Trägt der ‚homo sacer‘ Maske? Eine Kritik an Agambens philosophischer Deutung der (Covid-19-)Politik
Mit seinen Interventionen zur Corona-Politik überraschte der als Starphilosoph gehandelte Autor des homo sacer-Projekts die Öffentlichkeit. Nach Giorgio Agamben sei die Pandemie „bewusst zum Vorwand genommen“ worden, um „ein völlig neues Paradigma zu schaffen, wie Menschen und Dinge zu regieren seien“. In der Corona-Politik erblickt Agamben eine Herrschaft, die sich auf dem Ausnahmezustand begründet, und daher „Berührungspunkte mit den Ereignissen im Deutschland des Jahres 1933“ aufweise.
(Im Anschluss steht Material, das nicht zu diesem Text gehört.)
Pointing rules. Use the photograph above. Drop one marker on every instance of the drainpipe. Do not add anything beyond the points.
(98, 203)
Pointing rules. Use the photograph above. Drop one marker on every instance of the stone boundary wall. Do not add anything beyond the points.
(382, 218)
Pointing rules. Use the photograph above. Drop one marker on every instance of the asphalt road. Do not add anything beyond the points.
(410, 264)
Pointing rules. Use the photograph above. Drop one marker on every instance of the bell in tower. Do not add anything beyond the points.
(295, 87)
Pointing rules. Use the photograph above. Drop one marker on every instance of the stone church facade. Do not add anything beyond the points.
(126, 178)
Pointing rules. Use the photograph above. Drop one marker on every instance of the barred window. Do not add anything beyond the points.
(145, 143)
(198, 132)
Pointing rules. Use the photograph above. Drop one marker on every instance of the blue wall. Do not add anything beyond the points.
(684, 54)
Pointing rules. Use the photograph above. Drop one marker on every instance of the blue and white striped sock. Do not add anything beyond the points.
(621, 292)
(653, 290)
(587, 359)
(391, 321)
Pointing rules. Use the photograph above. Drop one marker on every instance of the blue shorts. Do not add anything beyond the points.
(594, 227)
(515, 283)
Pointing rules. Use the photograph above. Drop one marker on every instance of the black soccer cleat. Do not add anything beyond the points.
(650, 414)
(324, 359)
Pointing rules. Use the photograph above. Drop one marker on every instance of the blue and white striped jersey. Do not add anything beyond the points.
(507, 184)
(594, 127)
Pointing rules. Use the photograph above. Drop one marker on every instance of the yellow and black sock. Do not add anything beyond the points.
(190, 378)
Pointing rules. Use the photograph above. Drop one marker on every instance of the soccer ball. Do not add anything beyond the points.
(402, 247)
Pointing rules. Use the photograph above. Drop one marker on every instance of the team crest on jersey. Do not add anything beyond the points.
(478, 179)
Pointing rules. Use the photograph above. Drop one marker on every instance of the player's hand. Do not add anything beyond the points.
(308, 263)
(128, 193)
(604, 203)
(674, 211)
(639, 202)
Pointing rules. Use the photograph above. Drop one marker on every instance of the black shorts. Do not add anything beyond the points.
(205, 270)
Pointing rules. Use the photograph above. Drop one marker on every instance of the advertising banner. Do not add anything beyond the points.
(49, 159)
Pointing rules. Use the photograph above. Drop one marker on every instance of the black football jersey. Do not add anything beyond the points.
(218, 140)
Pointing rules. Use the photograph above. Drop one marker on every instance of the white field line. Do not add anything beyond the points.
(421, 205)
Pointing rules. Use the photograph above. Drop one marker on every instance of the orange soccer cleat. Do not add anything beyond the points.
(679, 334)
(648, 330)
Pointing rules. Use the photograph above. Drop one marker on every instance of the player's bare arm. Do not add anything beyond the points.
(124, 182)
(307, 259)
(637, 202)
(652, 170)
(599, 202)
Es muss nicht betont werden, wie sehr Agamben, der bisher als wichtiger Stichwortgeber einer linken antirassistischen Kritik von Grenzziehung und Ausschlüssen aller Art rezipiert wurde, mit diesen Aussagen aus dem common sense – vor allem dem der Linken – fällt. Interessant ist jedoch, dass Agamben seine den Bewertungen zugrundeliegende Philosophie, die um die Begriffe Biopolitik, Souveränität, Ausnahme und nacktes Leben kreist, nicht modifizieren musste. Dass folglich Agamben zu genau diesen Urteilen über die Corona-Politik kommt, überrascht daher kaum, wenn sein bisheriges Werk philosophisch ernst genommen wird. Denn Agamben hat hier nur jene Philosophie, die er seinen Rezipient:innen unter anderem an der US-Politik nach 9/11 plausibilisieren konnte, auf ein Feld übertragen, bei dem eine andere politische Gemengelage herrscht. Dies sollte Anlass genug sein, genauer auf die von Agamben formulierte Kritik der Politik, wie auch seine philosophischen – im Wesentlichen auf Heidegger aufbauenden – Grundlagen zu schauen.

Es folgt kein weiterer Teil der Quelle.